We can see the influence of these events in price changes throughout the production and distribution of oil-related goods and services. BLS estimates the changes in the prices that domestic producers receive through the PPI; this includes petroleum-related industries such as drillers and refiners and the margins on gasoline station sales. Gasoline retailers make money on the margins of their sales—the difference between how much they pay for the fuel they buy from wholesalers and the prices they receive from consumers. Margins for gas stations typically decline when oil prices increase. To learn more, see “As crude oil plunges, retail gasoline margins spike, then retreat.”
Some domestic producers import oil rather than purchase it domestically, and the Import Price Index reflects changes in prices they pay. Some domestic producers also export petroleum-related products, which is captured in Export Price Indexes. Ultimately, consumers purchase gasoline, home heating oil, and other petroleum-based products, and often producers pass price changes on to consumers. Thus, an increase in oil prices can result in higher costs at the pump, more expensive airline fares, and price increases for goods transported by trucks. The CPI reflects these higher prices consumers may face.
The price of oil and related products can change rapidly, adding to the challenges of collecting and publishing timely price statistics. Ideally, BLS would collect prices throughout the month for all goods and services in all price indexes. While that is a long-term goal, it is not simple to implement. Currently, BLS identifies the official “pricing date” for each index, as follows:
- We collect prices for the CPI throughout the month, with each outlet (such as a gas station) assigned one of three pricing periods, which roughly correspond to the first 10 days, second 10 days, and third 10 days of the month. Once established, prices are updated each month during the same pricing period.
- We collect prices for most items in the PPI as of the Tuesday of the week containing the thirteenth day of the month. This is the case for the petroleum-related items. (Some items in the PPI have prices collected throughout the month.)
- We obtain import price data for petroleum from the U.S. Department of Energy. We obtain export price data for petroleum from secondary source market prices. These data represent a weighted average of imported and exported oil throughout the month.
Let’s look at the price of oil over the past few months and how the BLS pricing dates might affect the price indexes.
Editor’s note: Data for this chart are available in the table below.

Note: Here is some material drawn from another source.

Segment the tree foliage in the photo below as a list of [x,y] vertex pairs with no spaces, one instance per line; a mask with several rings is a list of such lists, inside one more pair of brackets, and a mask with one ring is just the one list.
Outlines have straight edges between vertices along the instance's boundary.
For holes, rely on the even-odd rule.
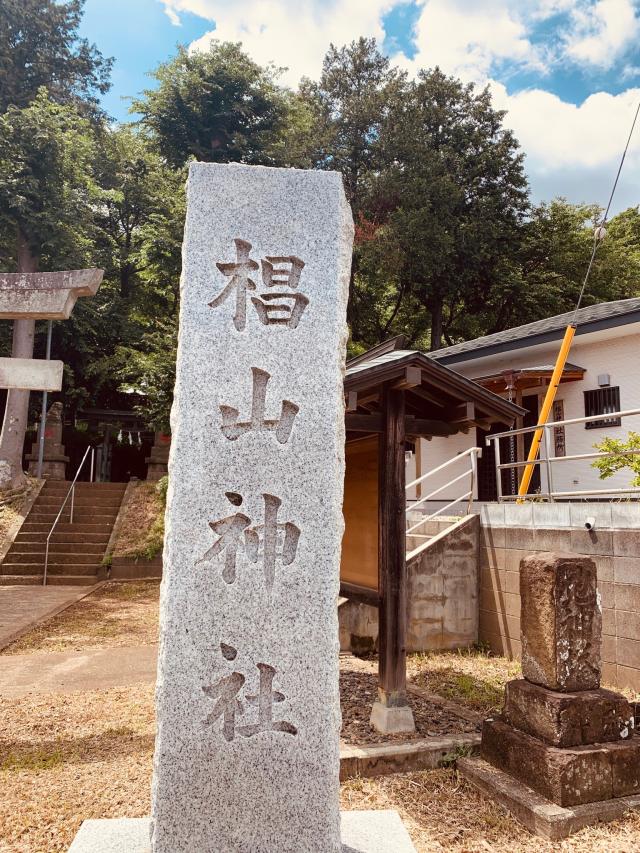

The chart shows the volatility of the oil prices, particularly in March. When the February CPI was released on March 10, West Texas Intermediate Crude Oil prices had already soared from $96 per barrel on the last day of February to over $123 two days before the CPI release. While consumers were feeling the pinch at the pump, this steep rise was not reflected in the February CPI data. Similarly, both the February and March PPI price dates (February 15 and March 15) missed the large run-up in oil prices in the first week of March. The Import Price Index, Export Price Index, and CPI did include the highest prices seen in early March, however.
BLS price indexes represent averages—average selections of goods and services, average weights, and typically average time periods. Over time, these indexes provide an accurate view of price change throughout the economy. But during periods of rapidly changing world events, and corresponding rapid changes in the price of individual commodities (and oil in particular), the index pricing periods may miss unusual highs and lows.